Kim Lewis, PhD

Professor of Biology Northeastern University Boston, MA

Developing therapies for Lyme disease

Kim Lewis is a University Distinguished Professor and Director, Antimicrobial Discovery Center at Northeastern University in Boston, a Fellow of the American Society of Microbiology, a Fellow of the American Association for the Advancement of Science.

He obtained his Ph.D. in Biochemistry from Moscow University in 1980, and has been on the Faculty of MIT, University of Maryland, and Tufts University prior to coming to Northeastern.

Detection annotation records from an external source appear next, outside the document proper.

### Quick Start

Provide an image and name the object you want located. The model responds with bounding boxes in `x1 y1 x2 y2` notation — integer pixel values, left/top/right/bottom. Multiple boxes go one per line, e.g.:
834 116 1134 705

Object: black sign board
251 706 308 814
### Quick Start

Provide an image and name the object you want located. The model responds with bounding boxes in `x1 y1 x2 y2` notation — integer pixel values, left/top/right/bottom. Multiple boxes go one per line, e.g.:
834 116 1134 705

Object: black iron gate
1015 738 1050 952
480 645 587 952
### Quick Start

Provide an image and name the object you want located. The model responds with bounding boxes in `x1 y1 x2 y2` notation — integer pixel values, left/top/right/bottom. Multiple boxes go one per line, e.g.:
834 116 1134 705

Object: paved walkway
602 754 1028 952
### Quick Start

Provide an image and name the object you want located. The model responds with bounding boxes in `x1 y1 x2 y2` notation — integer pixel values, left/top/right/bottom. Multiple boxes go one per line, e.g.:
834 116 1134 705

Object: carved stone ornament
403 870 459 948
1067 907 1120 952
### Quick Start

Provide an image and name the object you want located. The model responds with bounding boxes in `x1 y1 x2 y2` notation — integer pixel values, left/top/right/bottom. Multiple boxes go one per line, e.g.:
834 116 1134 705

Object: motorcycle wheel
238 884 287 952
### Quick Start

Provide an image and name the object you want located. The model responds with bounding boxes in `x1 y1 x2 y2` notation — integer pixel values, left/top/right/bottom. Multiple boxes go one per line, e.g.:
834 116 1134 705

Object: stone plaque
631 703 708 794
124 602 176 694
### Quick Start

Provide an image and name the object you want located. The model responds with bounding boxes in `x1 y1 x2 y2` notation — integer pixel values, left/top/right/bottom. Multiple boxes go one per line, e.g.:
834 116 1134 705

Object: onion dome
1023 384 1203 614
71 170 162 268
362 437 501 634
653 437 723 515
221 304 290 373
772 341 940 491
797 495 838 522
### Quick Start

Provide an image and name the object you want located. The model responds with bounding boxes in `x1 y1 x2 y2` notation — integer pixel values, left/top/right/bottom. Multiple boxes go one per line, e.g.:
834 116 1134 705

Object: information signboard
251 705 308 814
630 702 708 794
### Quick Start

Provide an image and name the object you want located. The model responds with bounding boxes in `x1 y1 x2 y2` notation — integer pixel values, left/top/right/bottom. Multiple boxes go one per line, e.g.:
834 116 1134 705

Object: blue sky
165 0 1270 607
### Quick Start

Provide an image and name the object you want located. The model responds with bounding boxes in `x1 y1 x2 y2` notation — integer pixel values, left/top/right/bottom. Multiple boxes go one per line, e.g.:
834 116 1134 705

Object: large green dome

Dr. Lewis has authored over 100 papers and is an inventor on several patents. His notable findings include the development of general methods to grow previously uncultured bacteria that make up >99% of biodiversity on the planet, the discovery of the culprit of recalcitrant biofilm infections, drug-tolerant persister cells; and several novel antibiotics. Dr. Lewis has been a permanent member of the Drug Discovery and Drug Resistance NIH Study Section, and Chair of two NIH Study Sections on Drug Discovery. Dr. Lewis has served as a panelist and contributor to reports on antimicrobial resistance (AMR) by National Academies Institute of Medicine, the Pew Charitable Trust, and the European Academies of Science. Dr. Lewis is a member of Faculty 1000, a world-wide panel of experts evaluating research advancements. He is a recipient of the MIT C.E. Reed Faculty Initiative Award, a Clarivate Highly Cited Researcher, and is a recipient of the NIH Director’s Transformative Award.

Apart from his work in Academia, Dr. Lewis has served as a consultant to the Pharmaceutical Industry, The Biotech, and is a co-founder of NovoBiotic Pharmaceuticals, Arietis Pharma, Holobiome and Flightpath.


Conference Lecture Summary

Symptoms of Post-Treatment Lyme Disease Syndrome (PTLDS) are experienced by approximately 10% of patients after antibiotic therapy for an acute B. burgdorferi infection. The underlying causes of PTLDS symptoms have remained unclear. We reasoned that the gut microbiome may play an important role in PTLDS given the overlapping symptoms associated with a dysbiotic microbiome, including mood, cognition, and autoimmune disorders. Using sequencing data from stool of a cohort of PTLDS patients, we identified a gut microbiome signature characterized primarily by high relative abundance of Blautia species and reduction in levels of the symbiotic Bacteroides genus. These findings suggest that Lyme disease should be treated with selective antibiotics that will not harm the microbiome. We find that hygromycin A selectively kills B. burgdorferi and cures the acute disease in a mouse model without affecting the microbiome.